Le discours des ecclésiastiques philippins est plus direct.

“A Sodome et Gomorrhe, les relations entre personnes du même sexe étaient courantes et Dieu a détruit ces villes par les flammes de l’enfer”, assène l’archevêque Emeritus Oscar Cruz, quand l’AFP l’interroge sur l’EMC. “Même chez les animaux, l’union est celle d’un mâle et d’une femelle”, ajoute-t-il.

Il s’agit pourtant d’un très mauvais amalgame, Sodome et Gomorrhe n’ayant aucune réalité et l’objet initial du texte étant de condamner la transgression des traditions de l’hospitalité, qui était une valeur fondamentale des civilisations antiques.
Les textes prophétiques donnent d’ailleurs des explications qui n’ont pas trait à l’homosexualité, comme le Livre d’Ézéchiel (« orgueilleuse, repue, tranquillement insouciante ») qui reproche de n’avoir pas secouru le pauvre et le malheureux ou d’autres documents qui positionnent le reproche du non-respect du droit.

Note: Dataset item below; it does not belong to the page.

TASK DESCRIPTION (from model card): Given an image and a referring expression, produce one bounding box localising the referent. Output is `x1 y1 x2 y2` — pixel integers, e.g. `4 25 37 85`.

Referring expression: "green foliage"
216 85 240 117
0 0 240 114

Les fidèles de l’EMC ne souscrivent pas à une lecture littérale de la Bible, rappelle Pamaran.

“Il n’existe pas qu’une seule façon de lire les saintes écritures. Dieu est plus grand que la Bible. Dieu ne s’est pas tu une fois la Bible publiée”, soutient-elle.

Fondée en 1968, l’Eglise de la communauté métropolitaine réunit des communautés chrétiennes d’origine congrégationniste protestante. Présente dans des dizaines de pays, elle s’est faite la championne des droits des minorités sexuelles.